Translating their eyes-on-the-street services into numbers about what they actually see, the MID has started publishing stats in a monthly newsletter.
MID's debut data point in this month's newsletter is a scary one: Documenting how many hypodermic needles ambassadors are finding discarded out on the street, there appears to be a steep rise in heroin use. Easily a record high in since 2013 (as far back as their reporting goes), the ambassadors report finding 503 disposed needles in the MID and nearly 300 in the retail core in February, 2015. (The MID stretches from the waterfront to I-5 and from Denny Way to Pioneer Square.)
The number of needles picked up in February 2015 represented a 302 percent increase over
February 2014.
By way of comparison, the average number of disposed needles each month during 2014 for the entire MID and in the downtown core was 260 and 92 respectively. The new numbers for January and February 2015 (that's the latest data the MID has) represent an 89 percent increase MID-wide and a 177 percent increase downtown.

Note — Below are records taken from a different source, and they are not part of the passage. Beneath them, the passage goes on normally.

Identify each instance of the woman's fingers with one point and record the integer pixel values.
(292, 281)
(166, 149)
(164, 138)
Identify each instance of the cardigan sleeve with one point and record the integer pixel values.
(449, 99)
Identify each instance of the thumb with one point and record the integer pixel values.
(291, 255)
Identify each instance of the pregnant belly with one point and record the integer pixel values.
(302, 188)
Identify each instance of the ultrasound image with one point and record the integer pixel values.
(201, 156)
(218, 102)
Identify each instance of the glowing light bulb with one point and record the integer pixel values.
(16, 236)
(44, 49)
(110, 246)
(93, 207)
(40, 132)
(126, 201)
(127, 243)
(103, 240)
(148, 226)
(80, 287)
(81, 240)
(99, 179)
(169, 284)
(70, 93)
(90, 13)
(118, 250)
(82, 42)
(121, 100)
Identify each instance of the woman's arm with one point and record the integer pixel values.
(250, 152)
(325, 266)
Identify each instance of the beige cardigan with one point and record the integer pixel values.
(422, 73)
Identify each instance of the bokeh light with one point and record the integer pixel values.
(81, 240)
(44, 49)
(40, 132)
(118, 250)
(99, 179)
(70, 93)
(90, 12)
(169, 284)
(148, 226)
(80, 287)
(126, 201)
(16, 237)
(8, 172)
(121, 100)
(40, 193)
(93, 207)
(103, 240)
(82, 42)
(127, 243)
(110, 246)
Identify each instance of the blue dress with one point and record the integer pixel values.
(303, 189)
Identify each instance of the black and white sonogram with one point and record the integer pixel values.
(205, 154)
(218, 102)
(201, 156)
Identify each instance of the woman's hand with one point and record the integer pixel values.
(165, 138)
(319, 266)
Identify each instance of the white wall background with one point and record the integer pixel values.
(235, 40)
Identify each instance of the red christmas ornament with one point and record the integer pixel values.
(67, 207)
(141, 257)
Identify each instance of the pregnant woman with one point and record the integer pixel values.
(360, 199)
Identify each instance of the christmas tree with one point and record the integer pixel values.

Indicating the change could be even more startling, the lowest numbers of needles found month-to-month over the last two years has been in the early months, with the number of disposed needles increasing sharply in summer and into the last three months of the year. So—even more startling data to come? The number of needles picked up in February 2015 represents a 302 percent increase (four times higher) over February 2014.

The MID numbers coincide with the most recent numbers from UW research for the King County Board of Health released in March 2015, which show heroin treatment admits in King County spiking from around 1,500 in 2009 to approaching 3,000 in mid-2014. The 3,000 number is also a sharp increase over a previous peak of around 1,700 in 2005.
The UW report, written by Caleb Banta-Green, professor at UW's School of Public Health, states:
Heroin-involved deaths are up substantially to 69 in the first half of 2014 compared to 21 in the first half of 2010. In the first half of 2014 the most common drug identified in deaths was heroin, surpassing prescription-type opiates for the first time since the first half of 2002.
Heroin is more prevalent in the last few years; theories to explain the increase range from the national crackdown on painkiller abuse (which has funneled users to cheaper heroin) to the war in Afghanistan, which has destabilized the country and amped the illegal drug trade.
I have a call in to the DSA, the Seattle Police Department, and the mayor's office.